Hinweise zu Schutzmassnahmen bei Gottesdiensten während der Corona-Epidemie (gültig ab 21. Oktober 2020)

Mit Wirkung vom 21. Oktober 2020 hat die Regierung des Fürstentums Liechtenstein die Maskentragepflicht in Anlehnung an die Nachbarländer ausgeweitet: Wie in allen öffentlich zugänglichen Innenräumen gilt in den Kirchen und religiösen Einrichtungen eine Maskentragepflicht. Ausgenommen sind "auftretende Personen", wenn das Tragen einer Maske aufgrund der Art der Aktivität nicht möglich ist.

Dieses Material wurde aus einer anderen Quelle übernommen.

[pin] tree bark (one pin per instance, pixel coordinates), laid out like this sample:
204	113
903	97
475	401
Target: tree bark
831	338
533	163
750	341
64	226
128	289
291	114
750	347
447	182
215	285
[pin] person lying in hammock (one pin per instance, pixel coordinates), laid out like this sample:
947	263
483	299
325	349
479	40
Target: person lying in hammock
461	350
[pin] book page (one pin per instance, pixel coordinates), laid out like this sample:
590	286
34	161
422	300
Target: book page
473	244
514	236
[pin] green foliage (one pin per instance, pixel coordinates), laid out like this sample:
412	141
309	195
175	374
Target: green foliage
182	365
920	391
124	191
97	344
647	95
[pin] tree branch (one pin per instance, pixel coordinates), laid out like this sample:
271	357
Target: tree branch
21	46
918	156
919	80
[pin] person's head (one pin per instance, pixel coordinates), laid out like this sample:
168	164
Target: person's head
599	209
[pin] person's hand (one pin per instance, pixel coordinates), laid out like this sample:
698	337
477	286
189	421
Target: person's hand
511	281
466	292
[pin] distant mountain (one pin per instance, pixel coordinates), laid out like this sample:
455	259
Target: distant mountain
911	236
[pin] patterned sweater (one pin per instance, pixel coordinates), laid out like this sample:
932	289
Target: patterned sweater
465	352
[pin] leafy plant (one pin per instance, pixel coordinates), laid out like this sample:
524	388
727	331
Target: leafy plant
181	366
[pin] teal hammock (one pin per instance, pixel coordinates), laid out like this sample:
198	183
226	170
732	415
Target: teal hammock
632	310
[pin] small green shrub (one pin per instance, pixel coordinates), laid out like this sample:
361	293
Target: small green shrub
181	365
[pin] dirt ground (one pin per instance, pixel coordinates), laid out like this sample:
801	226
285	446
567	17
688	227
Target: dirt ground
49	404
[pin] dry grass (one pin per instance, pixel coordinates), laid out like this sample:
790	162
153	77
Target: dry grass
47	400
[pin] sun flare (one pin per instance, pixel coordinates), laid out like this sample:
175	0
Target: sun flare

Die bestehenden “Schutzkonzepte” sind in den einzelnen Pfarreien unseres Erzbistums im Einvernehmen mit der jeweiligen Eigentümerschaft der Kirchgebäude (politische Gemeinden, Stiftungen) weiterhin umzusetzen; dabei ist eine Überregulierung zu vermeiden, welche der Zweckwidmung dieser Gotteshäuser nicht angemessen wäre. Den Gläubigen ist der freie Zugang zu den Gottesdiensten zu gewährleisten, wobei nachstehende Verhaltensgrundsätze zu beachten sind:
1. Je nach Platzverhältnissen im Kirchenraum muss eine Verteilung der Gläubigen mit den allgemein erforderlichen Abständen zwischen den Personen geschehen (derzeit 1,5 Meter); Familien bzw. Personen, die im gleichen Haushalt leben, können jedoch als Gruppe beisammen bleiben.
2. Beim Betreten und Verlassen des Kirchenraumes sind die erforderlichen Abstände einzuhalten und Ansammlungen vor dem Kirchgebäude zu vermeiden.
3. Beim Kommuniongang ist ebenfalls darauf zu achten, dass ein geordnetes, abstandhaltendes Heran- und Wegtreten erfolgt. Wo es möglich ist, legt sich eine “Einbahn”-Lösung nahe.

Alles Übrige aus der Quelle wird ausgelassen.